Our standards our not perfect, our surveys are not perfect, but when the analysis comes out we hope that we’ve at least chosen reasonable definitions that are nudging us to a better food system.
I like to use the analogy of trying to lose 10 pounds: You are not going to lose 10 pounds if you keep buying bags of potato chips. You are also not going to lose those 10 pounds by just not buying the potato chips. But the action of not buying the potato chips nudges you in the right direction. You have to put your money where your mouth is.
The goal of the program is to “Redefine how chefs and restaurants are viewed and valued.” How are you hoping this manifests into real-world change?
For most chefs, their real power is in their purchasing.

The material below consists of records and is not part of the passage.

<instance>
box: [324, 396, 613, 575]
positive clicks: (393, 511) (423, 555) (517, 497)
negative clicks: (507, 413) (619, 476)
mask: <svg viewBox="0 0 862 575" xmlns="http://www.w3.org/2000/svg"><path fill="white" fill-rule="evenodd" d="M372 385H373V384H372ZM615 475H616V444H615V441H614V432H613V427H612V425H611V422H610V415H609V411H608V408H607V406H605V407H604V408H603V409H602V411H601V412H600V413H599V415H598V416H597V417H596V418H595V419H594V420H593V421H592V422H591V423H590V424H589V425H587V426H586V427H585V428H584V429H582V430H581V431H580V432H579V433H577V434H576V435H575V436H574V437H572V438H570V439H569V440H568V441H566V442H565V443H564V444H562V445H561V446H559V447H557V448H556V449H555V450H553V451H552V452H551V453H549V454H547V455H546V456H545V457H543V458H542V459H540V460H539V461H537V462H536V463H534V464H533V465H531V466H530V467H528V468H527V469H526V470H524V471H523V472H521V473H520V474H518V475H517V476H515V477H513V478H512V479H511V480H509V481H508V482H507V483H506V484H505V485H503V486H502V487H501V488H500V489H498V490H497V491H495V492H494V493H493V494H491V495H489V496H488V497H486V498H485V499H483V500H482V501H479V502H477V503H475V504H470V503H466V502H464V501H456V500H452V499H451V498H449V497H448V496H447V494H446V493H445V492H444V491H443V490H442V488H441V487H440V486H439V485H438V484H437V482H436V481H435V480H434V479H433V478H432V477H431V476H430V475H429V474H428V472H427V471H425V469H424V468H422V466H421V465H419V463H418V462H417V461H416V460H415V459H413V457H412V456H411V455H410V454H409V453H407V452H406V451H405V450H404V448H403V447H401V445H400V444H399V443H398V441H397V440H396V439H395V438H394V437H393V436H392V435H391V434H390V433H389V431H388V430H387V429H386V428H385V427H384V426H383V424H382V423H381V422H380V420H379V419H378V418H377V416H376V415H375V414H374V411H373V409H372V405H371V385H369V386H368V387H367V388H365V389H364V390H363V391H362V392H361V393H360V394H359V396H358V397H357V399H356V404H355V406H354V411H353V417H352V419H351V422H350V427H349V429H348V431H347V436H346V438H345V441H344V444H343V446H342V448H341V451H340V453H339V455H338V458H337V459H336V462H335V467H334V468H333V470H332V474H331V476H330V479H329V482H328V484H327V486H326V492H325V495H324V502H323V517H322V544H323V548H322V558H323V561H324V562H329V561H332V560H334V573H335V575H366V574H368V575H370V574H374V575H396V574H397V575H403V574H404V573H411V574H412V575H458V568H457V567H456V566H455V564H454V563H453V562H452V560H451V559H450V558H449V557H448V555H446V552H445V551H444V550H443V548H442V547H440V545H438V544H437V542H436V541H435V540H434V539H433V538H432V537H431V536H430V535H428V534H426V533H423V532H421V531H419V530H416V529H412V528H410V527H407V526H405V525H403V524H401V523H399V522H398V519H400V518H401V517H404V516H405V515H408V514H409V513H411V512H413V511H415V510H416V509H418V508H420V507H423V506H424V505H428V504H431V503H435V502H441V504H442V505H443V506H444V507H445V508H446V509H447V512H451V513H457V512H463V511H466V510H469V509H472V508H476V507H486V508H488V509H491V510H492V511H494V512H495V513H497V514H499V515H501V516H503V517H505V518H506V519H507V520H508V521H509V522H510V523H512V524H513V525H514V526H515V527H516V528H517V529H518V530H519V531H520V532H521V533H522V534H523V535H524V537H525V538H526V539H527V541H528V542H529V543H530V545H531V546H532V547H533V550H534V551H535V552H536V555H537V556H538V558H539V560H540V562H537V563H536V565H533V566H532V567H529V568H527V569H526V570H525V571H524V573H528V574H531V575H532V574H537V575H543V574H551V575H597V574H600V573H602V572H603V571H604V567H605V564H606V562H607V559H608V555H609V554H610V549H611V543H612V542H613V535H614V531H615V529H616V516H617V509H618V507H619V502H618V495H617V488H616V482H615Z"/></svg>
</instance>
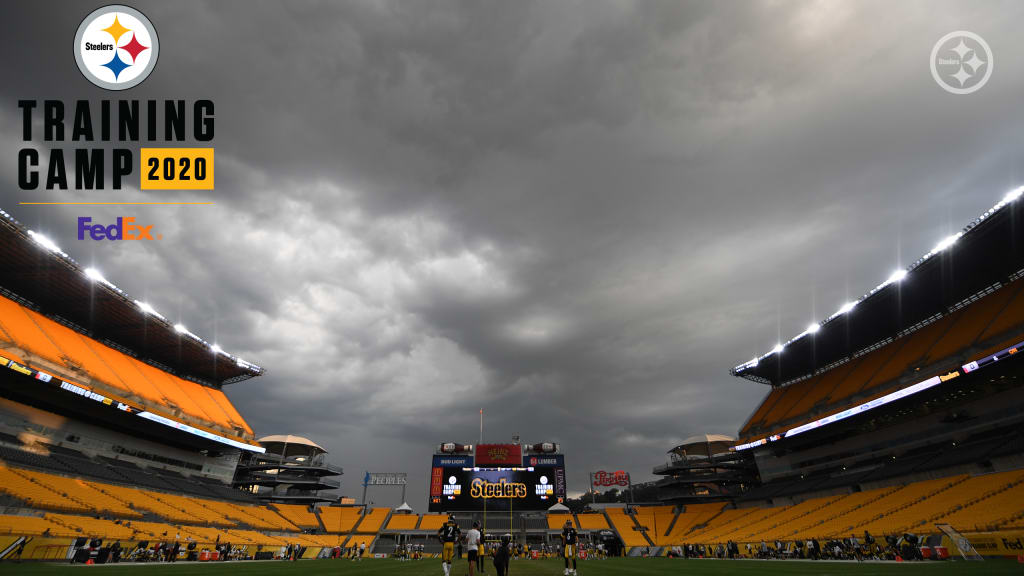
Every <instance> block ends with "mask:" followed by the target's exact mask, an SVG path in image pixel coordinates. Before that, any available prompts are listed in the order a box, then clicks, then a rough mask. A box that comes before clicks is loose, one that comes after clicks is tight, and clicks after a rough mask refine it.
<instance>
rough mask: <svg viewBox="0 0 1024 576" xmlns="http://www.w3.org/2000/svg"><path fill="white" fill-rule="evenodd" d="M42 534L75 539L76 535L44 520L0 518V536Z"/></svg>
mask: <svg viewBox="0 0 1024 576" xmlns="http://www.w3.org/2000/svg"><path fill="white" fill-rule="evenodd" d="M43 533H46V534H48V535H51V536H60V537H75V536H76V535H77V533H76V532H75V531H74V530H72V529H70V528H68V527H61V526H57V525H55V524H53V523H52V522H50V521H48V520H46V519H45V518H40V517H35V516H8V515H2V516H0V534H16V535H18V536H42V535H43Z"/></svg>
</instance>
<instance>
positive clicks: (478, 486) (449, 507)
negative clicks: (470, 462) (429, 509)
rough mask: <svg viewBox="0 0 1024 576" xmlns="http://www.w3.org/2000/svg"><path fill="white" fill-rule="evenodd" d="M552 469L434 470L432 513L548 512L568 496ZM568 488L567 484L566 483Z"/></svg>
mask: <svg viewBox="0 0 1024 576" xmlns="http://www.w3.org/2000/svg"><path fill="white" fill-rule="evenodd" d="M557 471H558V470H556V469H555V468H550V467H539V468H530V467H514V468H434V469H433V470H432V472H431V479H430V505H429V509H430V511H431V512H443V511H450V510H459V511H477V510H483V508H484V502H486V504H485V505H486V509H487V511H501V510H508V509H509V506H510V505H511V507H512V509H513V510H523V511H526V510H544V509H547V508H549V507H551V506H553V505H554V504H555V503H557V502H558V501H559V500H560V499H564V497H565V493H564V491H563V492H559V491H558V489H557V486H556V480H557ZM563 485H564V483H563Z"/></svg>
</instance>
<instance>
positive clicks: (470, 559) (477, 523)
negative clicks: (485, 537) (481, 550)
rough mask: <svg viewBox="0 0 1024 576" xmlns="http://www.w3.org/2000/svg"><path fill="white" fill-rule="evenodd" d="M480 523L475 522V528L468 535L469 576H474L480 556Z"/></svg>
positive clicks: (467, 551)
mask: <svg viewBox="0 0 1024 576" xmlns="http://www.w3.org/2000/svg"><path fill="white" fill-rule="evenodd" d="M479 528H480V523H479V522H476V521H474V522H473V528H472V529H470V531H469V532H467V533H466V560H468V561H469V576H474V570H473V569H475V568H476V564H477V563H476V560H477V559H478V558H479V554H480V544H481V543H482V542H481V541H480V530H479Z"/></svg>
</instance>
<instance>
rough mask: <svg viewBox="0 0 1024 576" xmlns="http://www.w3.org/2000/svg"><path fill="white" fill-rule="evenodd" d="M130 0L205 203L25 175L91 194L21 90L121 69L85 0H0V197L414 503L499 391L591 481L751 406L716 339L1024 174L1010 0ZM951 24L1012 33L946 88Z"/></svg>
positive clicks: (237, 395) (869, 265) (827, 294)
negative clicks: (947, 62)
mask: <svg viewBox="0 0 1024 576" xmlns="http://www.w3.org/2000/svg"><path fill="white" fill-rule="evenodd" d="M137 7H139V8H140V9H142V10H143V11H144V12H145V13H146V14H147V15H148V16H150V17H151V19H153V22H154V23H155V25H156V26H157V28H158V30H159V33H160V38H161V43H162V54H161V57H160V63H159V65H158V67H157V70H156V73H155V74H154V75H153V76H152V77H151V78H150V79H148V80H146V82H145V83H143V84H142V85H141V86H139V87H138V88H136V89H133V90H131V91H130V93H129V94H127V96H129V97H138V98H147V97H155V98H165V97H180V98H196V97H209V98H212V99H214V100H215V101H216V104H217V136H216V140H215V142H214V143H215V145H216V148H217V172H218V173H217V192H216V193H215V200H216V202H217V204H216V206H215V207H212V208H188V207H182V208H166V209H132V210H131V213H132V214H133V215H136V216H137V217H138V218H139V219H140V220H145V221H153V222H156V223H158V224H159V228H160V229H161V230H162V232H163V234H164V238H165V240H163V241H162V242H159V243H155V244H153V245H145V246H134V245H133V246H121V245H110V244H95V243H87V242H77V241H75V240H74V238H73V234H74V218H75V216H76V215H79V214H80V213H82V210H81V209H70V208H69V209H48V208H47V209H44V208H32V207H19V206H16V203H17V202H18V201H22V200H26V199H35V198H36V197H39V198H43V197H45V199H47V200H75V199H78V200H81V199H83V198H85V197H86V196H88V199H90V200H92V199H95V198H96V197H98V196H99V195H98V194H96V193H92V194H89V195H84V194H79V193H25V192H19V191H16V190H15V186H16V183H15V182H16V180H15V179H14V173H13V169H14V154H15V151H16V150H17V149H18V148H20V146H22V143H20V141H19V138H20V135H19V132H20V126H19V119H18V117H17V110H16V108H15V100H16V99H17V98H19V97H34V98H43V97H59V98H63V99H73V98H82V97H90V98H100V97H117V96H118V95H112V94H110V93H100V92H99V91H98V90H97V89H95V88H94V87H92V86H91V85H90V84H88V82H87V81H85V80H84V79H83V78H82V77H81V75H80V74H79V73H78V71H77V69H76V68H75V64H74V59H73V58H72V56H71V53H70V48H69V46H70V44H71V38H72V36H73V33H74V30H75V28H76V27H77V26H78V23H79V22H80V19H81V17H82V16H83V15H84V14H85V13H86V12H88V11H89V10H90V9H91V7H88V6H83V5H81V4H78V3H68V4H62V3H59V4H51V3H45V2H42V3H40V2H37V3H31V4H29V3H25V4H19V5H11V4H8V5H5V6H4V8H3V14H4V18H3V23H4V25H3V32H4V34H3V43H4V50H5V52H4V53H6V54H11V55H14V54H16V57H10V58H9V61H8V64H7V67H8V68H7V70H8V74H7V78H8V79H9V80H10V81H8V82H6V83H4V84H2V85H0V94H2V96H0V130H2V134H3V138H2V140H0V177H3V181H4V182H6V186H5V187H4V189H3V190H4V192H3V193H2V195H3V196H2V205H3V207H4V208H5V209H8V210H10V211H12V213H13V214H14V215H15V216H16V217H17V218H18V219H20V220H22V221H23V222H25V223H26V224H27V225H29V227H30V228H33V229H37V230H41V231H45V232H47V233H48V234H51V235H52V236H53V237H55V238H56V239H57V240H58V243H59V244H60V245H61V246H62V247H65V249H66V250H68V251H69V252H70V253H72V255H73V256H74V257H76V258H77V259H78V260H79V261H81V262H83V263H85V264H95V265H96V266H97V268H99V269H100V270H101V271H102V272H103V273H104V274H105V275H106V276H108V277H109V278H111V279H113V280H115V281H116V282H117V283H118V284H119V285H120V286H122V287H123V288H124V289H126V290H127V291H128V292H129V293H130V294H132V295H133V296H135V297H139V298H140V299H145V300H147V301H150V302H152V303H153V304H154V305H155V306H156V307H157V308H158V310H159V311H161V312H162V313H163V314H165V315H166V316H168V317H170V318H173V319H174V320H175V321H177V320H180V321H181V322H183V323H184V324H185V325H186V326H188V328H189V329H190V330H191V331H194V332H197V333H199V334H201V335H203V336H204V337H207V338H209V339H212V340H216V341H217V342H218V343H220V344H221V345H222V346H223V347H224V348H225V349H228V351H230V352H233V353H237V354H240V355H241V356H243V357H244V358H249V359H251V360H254V361H256V362H259V363H260V364H262V365H263V366H265V367H266V368H267V369H268V373H267V375H266V376H264V377H261V378H258V379H256V380H253V381H249V382H245V383H242V384H237V385H234V386H231V387H230V388H229V395H230V396H231V398H232V400H233V401H234V402H236V403H237V404H238V405H239V407H240V409H241V410H242V412H243V413H244V414H245V415H246V416H247V418H248V419H249V420H250V422H251V423H252V424H253V426H254V427H255V428H256V429H257V430H258V431H259V433H261V434H279V433H290V434H300V435H306V436H309V437H311V438H312V439H314V440H315V441H316V442H318V443H321V444H322V445H324V446H325V447H327V448H328V449H329V450H331V452H332V454H333V457H334V458H335V460H336V461H337V462H338V463H340V464H342V465H344V466H346V467H347V468H348V470H349V472H350V474H352V476H350V477H349V479H348V480H347V481H346V482H345V484H344V488H345V492H347V493H348V494H350V495H354V494H355V493H356V492H357V489H356V488H355V481H354V480H353V479H354V478H355V477H358V476H359V472H360V471H361V470H362V469H367V468H369V469H380V470H387V469H400V470H408V471H410V472H412V474H413V475H414V476H413V482H414V486H413V488H414V489H413V490H411V491H410V499H411V503H412V504H413V505H414V507H416V508H418V509H422V508H423V507H424V505H425V484H426V475H425V466H426V461H427V460H426V458H427V453H428V451H429V450H430V449H431V447H432V445H433V444H435V443H439V442H442V441H450V440H451V441H459V442H468V443H474V442H475V441H476V435H477V431H476V425H477V423H476V414H477V412H476V411H477V409H478V408H479V407H483V408H484V409H485V410H486V412H487V418H486V420H487V422H486V428H487V439H488V440H492V441H498V440H506V439H509V438H510V437H511V435H512V434H515V433H518V434H521V435H522V436H523V438H524V440H527V441H530V442H534V441H546V440H553V441H557V442H560V443H562V445H563V448H564V449H565V450H566V453H567V459H568V465H569V475H570V476H569V480H570V488H572V489H575V490H581V489H583V488H584V487H585V484H586V472H587V471H588V469H598V468H601V467H610V466H613V467H616V468H617V467H626V468H628V469H630V470H632V471H633V472H634V475H635V477H636V478H642V477H645V476H648V475H647V472H648V471H649V469H650V468H651V467H652V466H653V465H655V464H657V463H660V461H663V460H664V458H665V455H664V452H665V450H667V449H669V448H671V447H672V445H673V443H675V442H678V441H679V440H681V439H682V438H685V437H687V436H690V435H694V434H701V433H724V434H734V433H735V431H736V429H737V428H738V427H739V426H740V424H741V423H742V421H743V419H744V418H745V417H746V416H748V415H749V414H750V413H751V411H753V410H754V408H755V407H756V405H757V403H758V401H759V400H760V398H761V396H762V395H763V394H764V393H765V390H764V389H763V388H762V387H761V386H757V385H754V384H751V383H749V382H745V381H741V380H736V379H733V378H731V377H729V376H728V375H727V374H726V371H727V370H728V368H729V367H731V366H733V365H735V364H738V363H740V362H743V361H745V360H746V359H749V358H751V357H753V356H754V355H756V354H763V353H764V352H766V351H768V349H769V348H770V347H771V346H772V345H773V344H774V343H775V341H777V340H784V339H787V338H788V337H791V336H793V335H795V334H796V333H799V332H800V331H802V330H803V328H804V327H805V326H806V325H807V324H808V323H810V322H811V321H816V320H820V319H822V318H824V317H826V316H828V315H829V314H831V313H833V312H834V311H835V310H836V308H837V307H839V305H840V304H841V303H842V302H843V301H845V300H847V299H849V298H852V297H857V296H859V295H861V294H862V293H864V292H866V291H867V290H868V289H869V288H870V287H872V286H873V285H874V284H877V283H878V282H879V281H881V280H882V279H884V278H885V277H886V276H888V274H889V273H890V272H891V270H892V269H894V268H895V266H897V265H900V264H906V263H909V262H910V261H912V260H913V259H914V258H916V256H919V255H920V254H922V253H924V252H925V251H927V250H928V249H929V248H930V247H931V246H932V245H933V244H934V243H935V241H937V240H938V239H939V238H942V237H943V236H945V235H946V234H949V233H950V232H953V231H955V230H957V229H958V228H961V227H962V225H964V224H965V223H966V222H967V221H969V220H970V219H971V218H973V217H974V216H975V215H977V214H978V213H980V212H981V211H983V210H984V209H986V208H987V207H988V206H990V205H991V204H993V203H994V202H995V201H996V200H997V199H998V198H999V197H1001V195H1002V193H1004V192H1005V191H1006V190H1008V189H1009V188H1012V187H1014V186H1018V184H1020V183H1021V182H1020V180H1021V179H1022V176H1024V174H1020V173H1019V171H1018V169H1017V166H1019V165H1020V163H1021V156H1022V154H1021V153H1022V148H1024V147H1022V142H1021V137H1022V136H1021V135H1020V134H1024V130H1022V126H1021V124H1022V118H1021V115H1020V114H1019V112H1018V111H1017V109H1018V104H1017V101H1018V97H1019V94H1020V93H1021V84H1022V79H1024V75H1022V71H1021V61H1020V59H1019V57H1018V54H1019V53H1020V52H1021V50H1020V48H1021V45H1020V41H1019V40H1018V38H1019V35H1018V33H1017V30H1016V28H1015V26H1014V23H1015V22H1017V20H1018V19H1019V16H1020V15H1021V14H1020V12H1021V10H1022V7H1021V6H1020V5H1019V4H1015V3H970V4H967V3H962V4H954V3H936V2H927V3H924V2H923V3H901V4H896V5H893V4H891V3H881V2H879V3H867V2H860V3H846V4H838V3H834V2H805V3H797V2H795V3H775V2H759V3H753V2H742V3H741V2H729V3H722V2H717V3H713V2H703V3H684V2H675V1H673V2H651V1H643V2H636V3H631V2H595V1H586V2H568V1H559V2H540V3H532V2H435V1H428V2H345V3H309V2H303V3H289V4H281V3H269V2H268V3H253V2H211V3H166V2H164V3H142V4H138V5H137ZM961 29H966V30H971V31H974V32H976V33H979V34H981V35H982V36H983V37H984V38H985V39H986V40H987V41H988V43H989V44H990V45H991V46H992V49H993V50H994V52H995V57H996V61H997V64H996V69H995V72H994V74H993V76H992V79H991V81H990V82H989V84H988V85H987V86H985V87H984V88H983V89H982V90H980V91H979V92H977V93H975V94H972V95H970V96H959V97H957V96H952V95H950V94H947V93H945V92H943V91H942V90H941V89H939V87H938V86H937V85H936V84H935V83H934V81H933V80H932V78H931V76H930V73H929V69H928V55H929V52H930V50H931V47H932V44H933V43H934V42H935V41H936V40H937V39H939V38H940V37H941V36H943V35H944V34H946V33H947V32H949V31H952V30H961ZM3 102H6V104H3ZM30 195H31V196H32V198H29V196H30ZM106 196H111V197H113V196H118V199H124V200H140V199H152V197H153V193H148V194H146V193H141V192H138V191H134V190H130V191H125V192H124V193H122V194H120V195H116V194H115V193H111V192H108V193H104V194H103V199H105V198H106ZM198 198H203V199H205V198H206V197H205V196H203V195H187V196H186V195H182V196H181V197H180V199H198ZM120 211H121V212H123V211H124V210H123V209H122V210H120ZM118 212H119V210H115V209H105V210H100V209H96V210H92V209H90V210H88V213H89V214H90V215H94V217H96V218H97V219H103V218H109V217H112V216H113V215H116V214H117V213H118ZM138 271H145V274H144V275H139V274H138Z"/></svg>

And making small changes in their purchasing can have a huge impact. Purchasing is also within chefs control. In our current political climate, we can all complain about what we need our representatives to do. But I love the people and organizations emphasizing what is still within our control. It prevents us from sliding into victim mode.
If we focus on the things that are in our control, we feel empowered. When we are empowered, we take action, and by taking action, we see those baby steps. And when we see all the baby steps everyone has made we see that we’ve made a real difference.
Eating is so much about taste and enjoyment. Does taste/culinary prowess factor into this?
There are already so many great brands and organizations that are focused on and recognize the culinary and craft aspect of cooking, which we will be pulling into our website. For example, we will note on a restaurant’s page if they have received recognition including a James Beard Award or a Star Chefs Rising Stars or Bon Appetit’s Hot Ten. Until now, the recognition driving the industry has been primarily based on taste. We are here to create something different, to change the way people view and value restaurants, focusing on the whole story of the food.
I was recently at the James Beard Awards and it was so great to see so many of the chefs that took our survey be recognized: Suzanne Goin, Rick Bayless, and Steven Satterfield to name a few. When a chef like Rick Bayless wins Outstanding Restaurant of the year for Topolobampo and has also had a lifelong commitment to “good food,” it says that good food is at the center of the industry conversation today. Good chefs care about “good food.”
When it comes to evaluating seafood sourcing practices, where do you see the gaps or pitfalls?
I actually don’t know. What I’m really interested in is seeing what the data tells us about what is possible in the supply chain: How much food is it possible to source in the various regions? I’m very in interested in the potential.
What I hear over and over again from chefs is, “I think I’m doing a good job, but I don’t know.” No one sees each other’s numbers so there is no way to gauge how well you’re doing.
The ratings are really the first high-profile program of the Good Food Media Network. What are your hopes/plans for the future?
The first step was to get the survey out, the second step was encouraging participation, and the third is announcing the list in June 2017. From there, we’re hosting Eat Drink Think at the Crested Butte Wine & Food Festival. The focus will be Surf & Turf 2.0. The way we’ve been approaching meat and seafood, what I call 1.0, isn’t working. We’ll be thinking about and discussing what 2.0 looks and tastes like. The event includes TED-style talks and a panel discussion—with nationally known experts, thought leaders, and chefs—and dinner.
Also, the 2018 survey goes live in January 2018. From there, we’re open to how things can evolve.